A quick proof of the classification of real Lie superalgebras

TL;DR

This paper presents a rapid method for classifying real Lie superalgebras using Vogan diagrams, extending classical theorems and simplifying the classification process compared to existing approaches.

Contribution

It develops a faster classification technique for real Lie superalgebras by adapting Borel and de Seibenthal theorems with Vogan diagrams.

Findings

Introduces a quick classification method for real Lie superalgebras.

Extends classical theorems to the superalgebra context.

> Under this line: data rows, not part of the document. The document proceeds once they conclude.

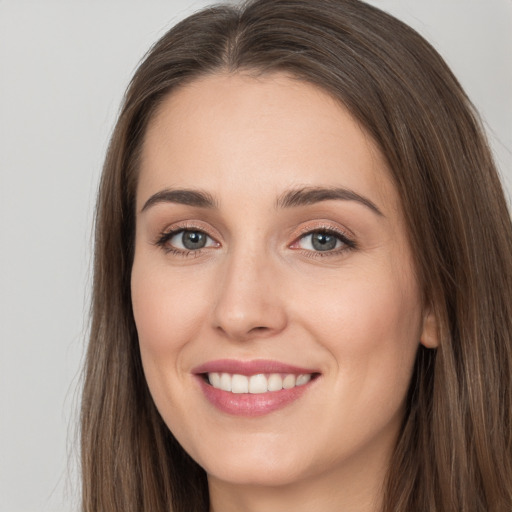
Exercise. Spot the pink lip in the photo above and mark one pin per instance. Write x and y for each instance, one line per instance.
(248, 404)
(250, 367)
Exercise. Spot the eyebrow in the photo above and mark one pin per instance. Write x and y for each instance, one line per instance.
(312, 195)
(196, 198)
(293, 198)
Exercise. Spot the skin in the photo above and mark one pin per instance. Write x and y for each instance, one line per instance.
(259, 290)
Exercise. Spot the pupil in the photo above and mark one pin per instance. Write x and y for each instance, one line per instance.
(323, 241)
(193, 240)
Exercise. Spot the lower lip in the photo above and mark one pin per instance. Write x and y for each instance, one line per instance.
(249, 404)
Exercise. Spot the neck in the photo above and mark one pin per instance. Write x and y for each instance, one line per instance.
(347, 489)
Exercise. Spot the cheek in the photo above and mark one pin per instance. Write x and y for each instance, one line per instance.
(370, 322)
(168, 312)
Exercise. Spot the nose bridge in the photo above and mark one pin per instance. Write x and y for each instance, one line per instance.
(248, 301)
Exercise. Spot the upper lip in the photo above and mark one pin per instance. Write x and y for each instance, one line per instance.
(254, 367)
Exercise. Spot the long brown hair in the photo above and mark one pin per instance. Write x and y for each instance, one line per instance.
(454, 452)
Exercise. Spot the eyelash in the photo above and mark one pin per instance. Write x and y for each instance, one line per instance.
(347, 243)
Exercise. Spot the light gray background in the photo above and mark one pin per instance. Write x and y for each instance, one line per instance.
(63, 68)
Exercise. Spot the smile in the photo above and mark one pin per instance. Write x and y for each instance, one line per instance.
(256, 384)
(253, 388)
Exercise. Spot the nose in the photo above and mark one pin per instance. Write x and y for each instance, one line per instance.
(249, 301)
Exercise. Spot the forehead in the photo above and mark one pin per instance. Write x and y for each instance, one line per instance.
(263, 134)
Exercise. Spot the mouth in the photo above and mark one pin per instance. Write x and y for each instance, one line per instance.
(256, 384)
(253, 388)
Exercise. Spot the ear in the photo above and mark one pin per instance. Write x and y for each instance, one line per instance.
(429, 334)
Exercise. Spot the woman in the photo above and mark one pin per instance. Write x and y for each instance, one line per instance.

Provides a simplified approach compared to previous classifications.

Abstract

This article classifies the real forms of Lie Superalgebra by Vogan diagrams, developing Borel and de Seibenthal theorem of semisimple Lie algebras for Lie superalgebras. A Vogan diagram is a Dynkin diagram of triplet $(\mathfrak{g}_{C},\mathfrak{h_{\bar{0}}},\triangle^{+})$, where $\mathfrak{g}_{C}$ is a real Lie superalgebra, $\mathfrak{h_{\bar{0}}}$ cartan subalgebra, $\triangle^{+}$ positive root system. Although the classification of real forms of contragradient Lie superalgebras is already done. But our method is a quicker one to classify.